Central banks should act with foresight, because monetary policy always works with large lags; Experts often speak of six to twelve months. But that is exactly what the ECB and other central banks have not done. For a long time, they preferred to delude themselves with the illusion that they could easily curb inflation by raising interest rates at any time. But once high inflation has manifested itself, it is already too late for fast-acting countermeasures.

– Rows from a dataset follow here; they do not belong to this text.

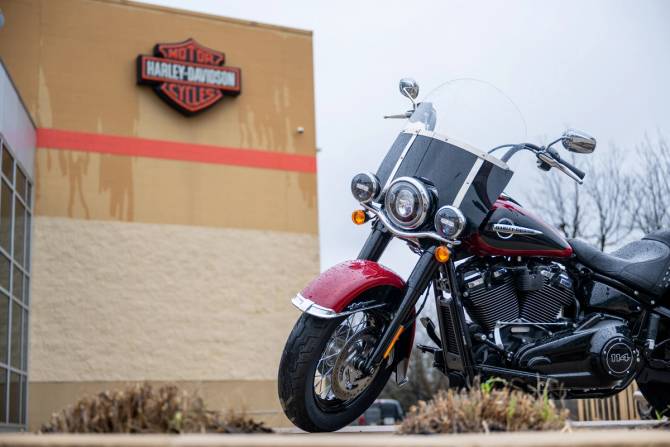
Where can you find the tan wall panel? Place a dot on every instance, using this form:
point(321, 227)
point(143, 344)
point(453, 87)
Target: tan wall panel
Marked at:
point(256, 398)
point(98, 186)
point(75, 61)
point(118, 301)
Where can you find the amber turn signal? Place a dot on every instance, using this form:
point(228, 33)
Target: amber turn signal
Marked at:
point(397, 335)
point(442, 254)
point(359, 217)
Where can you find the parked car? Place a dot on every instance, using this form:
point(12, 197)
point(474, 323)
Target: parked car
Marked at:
point(382, 412)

A central bank always has a certain amount of leeway when it comes to monetary policy. The ECB has used this excessively for a very generous monetary policy in recent years with its zero and negative interest rate policy and securities purchases amounting to five trillion euros. This was probably also due to the high level of debt and the financing needs of many member states. A clever monetary policy would have retained more leeway in order to be able to act more effectively in an emergency. However, that did not happen, which is why the central bankers currently do not deserve the synonym “currency guardians”. This is all the more true given that the euro has lost 17 percent of its value against the dollar in one year.

Financial Self Defense

The ECB can now regret this development, but the damage has been done – and the citizens have to pay for it. Stagnation is currently developing in Germany, i.e. a stagnating economy with high inflation rates. And for 2023, economists mostly expect a recession. How severe this will be also depends on the supply of natural gas to industry in winter.

What can we do? Financial self-defense is difficult, if not impossible, at the moment. The purchasing power of money cannot be maintained with savings and time deposit accounts or bonds, even if investors take greater risks and switch to longer maturities. Even real values ​​such as stocks offer only limited protection, as there are usually significant price corrections in phases of economic weakness. In the 1970s, commodities performed relatively well in a fairly similar environment. If you are planning major purchases such as buying a car or a kitchen, you should make them as quickly as possible. Otherwise there is little chance of sustainably escaping cold expropriation.